Let $r=[0,\Delta r, 2\Delta r, 3\Delta r, ..., 20\Delta r]$. From the lim, we can get values for $$ f'(r) = [\lim_{\Delta r \rightarrow 0} \frac{f(0+\Delta r)-f(0)}{\Delta r}, ...]$$, i.e. 20 numbers representing $f'(r)$. We can do the same for the whole sequence: $$ C, f(r), f'(r), f''(r), f'''(r), f''''(r), f'''''(r) , ...$$.

Now this triangular 2d table is interesting since we can find coefficient's for Taylor Series with it to get the function for the integral $\int_r r dr$ to recover the polynomial representing the integral.

This can be easiest done with the binomial coefficient (this is actually gregory-newton, not taylor series): $$ \int_r r dr \simeq g(k) = {{k}\choose{0}}C + {{k}\choose{1}}f(r) + {{k}\choose{2}}f'(r) + ... $$. ((Note: $\simeq$ is for several reasons: 1) we do not know if the integral is polynomial/that decision requires knowing that $r$ is polynomial and that the integral is linear operator, but the right-side expression is clearly a polynomial and the linearity came here as a suprise. Also the "infinite sum" can be reduced to finite sum because $f'''''''$s are going zero information is not available here either))

with ${{k}\choose{n}} = \frac{k!}{n!(k-n)!}$ we can get values out from the expression. (note variables k and n are swapped in this expression compared to standard notations, but that changes nothing).

This $g(k)$ is a polynomial with $C$ as freely chosen constant.

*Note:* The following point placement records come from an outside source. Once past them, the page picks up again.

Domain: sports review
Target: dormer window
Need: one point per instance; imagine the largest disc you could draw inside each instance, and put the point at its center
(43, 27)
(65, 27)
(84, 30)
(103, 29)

Then we'll just recover the original integral with $\int_{R} r dR = 20\int_{r}r dr = 20g(k)$. QED.

It is left as excersize for the reader to complete the tables and calculate numerical values for the coefficient of the polynomial g(k).

You'll need the g(k) to graph the integral and then some innovative steps to expand it to 2d.

NOTE that the sampling constant earlier was chosen to be 20 simply because the binomial co-efficients at the end will grow larger than normal integer/long integer range in normal computers, and if you implement the algorithm with computer, 21 is the biggest number you can use before binomial-coefficient overflows.

Answer 3

Note that the boundary of the region you are trying to find will be $r=2 \cos \theta.$ Indeed, for every $\theta \in [0,\pi]$, the other end of the integral gives $r=0$, so the inverval will always be $[0, 2 \cos \theta$] (Note have $0<2\cos \theta$ for $\theta > \frac{\pi}{2}$.)

We can convert to Cartesian coordinates via the substitutions $r=\sqrt{x^2+y^2}$, $ \cos \theta=\frac{x}{r}=\frac{x}{\sqrt{x^2+y^2}}$.

This gives

$$\sqrt{x^2+y^2}=\frac{2x}{\sqrt{x^2+y^2}}$$

so

$$x^2+y^2=2x.$$

We can complete the square to get

$$(x-1)^2+y^2=1$$

which is indeed the circle you are seeing.

it remains to check that we get the whole circle for $\theta \in [0, \pi$].

At $\theta=0, \pi$, we have $r=2 \cos \theta =2,-2$ respectively, so we get the point $(0,2)$ on the circle both times.

The curve is continuous and varies over an interval of length $\pi$. Since the circle $r=2\cos\theta$ has its angle with the origin vary from $[-\pi/2, \pi/2]$ (as you noted) we get the whole circle.